$\vec{B}=\nabla \times \vec{A}\tag1$
This is true because at every point $\nabla\cdot\vec{B}=0 \tag2$
In free space points,
$\displaystyle \vec{B}=\dfrac{\mu_0}{4 \pi}\int_C \dfrac{I\ dl \times\hat{r}}{r^2}\tag3$
Consequently: $\nabla \cdot\vec{B}=0 \tag2$
At the points on the circuit, there is a singularity and we cannot directly apply equation $(3)$, i.e. Biot Savart law.
So in this case how can $\nabla \cdot\vec{B}=0 $
Edit (My understanding) @ garyp:
$\text{I am a graduate student. So I may seem to be a bit naive.

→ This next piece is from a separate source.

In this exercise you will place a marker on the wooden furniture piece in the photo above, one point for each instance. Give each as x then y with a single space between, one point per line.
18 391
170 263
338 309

Anyway please tell whether}\\ \text{I am understanding in the right way.}$
Here I am not considering the circuit as three dimensional.
By considering it as one dimensional, the (closed) circuit becomes equivalent to a magnetic dipole layer of infinitesimal thickness.
By using inverse square law of magnetic poles, we can find magnetic field (intensity) at any point outside the magnetic dipole layer (even at points infinitely close to the dipole layer). Let's first see the magnetic field due to an element of dipole layer at a point infinitely close to it:
$$\vec{B}=\mu_0\vec{H}= k \ M\ \left[ \dfrac{\hat{r_1}}{r_1^2}-\dfrac{\hat{r_2}}{r_2^2} \right] dS'$$
(where $M$ is magnetic pole density and $S'$ is the surface of magnetic dipole layer)
Now making use of divergence formula in spherical coordinates:
\begin{align} \nabla \cdot \vec{B} &= k \ M\ \left[ \nabla \cdot \dfrac{\hat{r_1}}{r_1^2}-\nabla \cdot \dfrac{\hat{r_2}}{r_2^2} \right]\ dS' \\ & = \lim_{r\to\ 0} k \ M\ \left \{ \left[ \dfrac{1}{r^2} \dfrac{\partial \left( r^2 \dfrac{\hat{r}}{r^2} \right)}{\partial r} \right]_{\text{at }r_1} -\left[ \dfrac{1}{r^2} \dfrac{\partial \left( r^2 \dfrac{\hat{r}}{r^2} \right)}{\partial r} \right]_{\text{at }r_2} \right \} dS' \\ \text{We see the two $r^2$ cancel out} \\ & = \lim_{r\to\ 0} k \ M\ \left[ \left[ \dfrac{1}{r^2} \dfrac{\partial \hat{r}}{\partial r} \right]_{\text{at } r_1} - \left[ \dfrac{1}{r^2} \dfrac{\partial \hat{r}}{\partial r} \right]_{\text{at } r_2} \right] dS'\\ & =0\\ \text{(This is because $\dfrac{\partial \hat{r}}{\partial r}=0$)} \end{align}
Therefore the divergence (at points outside the dipole layer) due to each of the elements of dipole layer is zero. That is, the divergence (at points outside the dipole layer) due to the magnetic dipole layer is zero.
Thus we see that the magnetic field may blow up at points infinitely close to the dipole layer but its divergence will still be zero.
Thus the divergence of magnetic field due to (closed) circuit is zero everywhere except at points on the (closed) circuit. Now comes the key point: Since we know the divergence of magnetic field due to a (closed) circuit, even at points infinitely close to the circuit, is zero we ignore the circuit and say $\nabla \cdot \vec{B}=0$ everywhere on $\mathbb R^3$.